No, restarting and rebooting makes no difference. If the root servers don't know the answer, then the domains simply cannot be seen. It is a problem I have been aware of for years, but never quite put my finger on until now. Moving websites around from one server to another is not the kind of thing people do often, unless it happens to be the kind of thing they do, if you know what I mean (i.e. YMMV).
SME is respecting the TTL entries for your domains. My guess is that the TTL is set to days.
The only reason SME would lag your ISP DNS is if that ISP is hosting the domains in question. If this is the case, then the ISPs DNS would be the authoritative name server for that domain, therefore the change would happen instantly (or as soon as your ISP updated its dbase internally). TTL would not come into play when query their name server directly.
The root name servers have no idea what the IP addresses are for your domains, because they aren't responsible for your domains. They only know where to tell the query to look next for the answer. You might end up with 2,3,4+ hops between name server, starting at the root name server, before you get an answer.
The SME Server setup sequence does provide a box to enter a *single* DNS server if required (up to four would be more appropriate IMO). If the server uses DHCP to get its public IP address, then I think there should be an option to allow it to get the DNS servers that it should use too.

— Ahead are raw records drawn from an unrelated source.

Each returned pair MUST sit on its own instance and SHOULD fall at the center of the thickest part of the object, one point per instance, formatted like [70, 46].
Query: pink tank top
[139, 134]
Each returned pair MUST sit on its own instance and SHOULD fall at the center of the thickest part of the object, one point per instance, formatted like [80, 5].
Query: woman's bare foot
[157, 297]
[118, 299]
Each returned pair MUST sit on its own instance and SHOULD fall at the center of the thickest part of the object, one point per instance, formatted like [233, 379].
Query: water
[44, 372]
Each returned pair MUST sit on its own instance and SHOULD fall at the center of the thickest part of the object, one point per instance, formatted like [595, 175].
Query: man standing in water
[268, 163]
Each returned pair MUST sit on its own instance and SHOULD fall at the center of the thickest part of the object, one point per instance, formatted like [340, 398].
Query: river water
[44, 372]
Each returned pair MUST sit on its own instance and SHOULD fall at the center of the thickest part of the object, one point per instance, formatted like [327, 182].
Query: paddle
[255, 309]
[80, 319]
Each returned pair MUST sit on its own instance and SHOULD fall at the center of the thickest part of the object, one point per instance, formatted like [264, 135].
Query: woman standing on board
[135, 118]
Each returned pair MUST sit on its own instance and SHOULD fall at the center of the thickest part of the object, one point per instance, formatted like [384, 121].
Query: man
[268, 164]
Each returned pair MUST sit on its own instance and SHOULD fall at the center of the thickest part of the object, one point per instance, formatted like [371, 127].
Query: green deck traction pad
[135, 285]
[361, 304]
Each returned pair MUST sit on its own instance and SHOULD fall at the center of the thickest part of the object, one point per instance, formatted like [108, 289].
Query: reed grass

You're looking at SME Server as if it were a regular workstation. There is no need for it to pull name servers from DHCP. SME has its own DNS.
The DNS entry in the SME setup is really meant to specify a DNS on your LAN that provides DNS for the hosts on your LAN in addition to forwarding requests to the internet. Most small to medium sized businesses (users) don't have, or need, multiple DNSs on their LAN, so providing an option for multiple local DNS servers would probably rarely be used.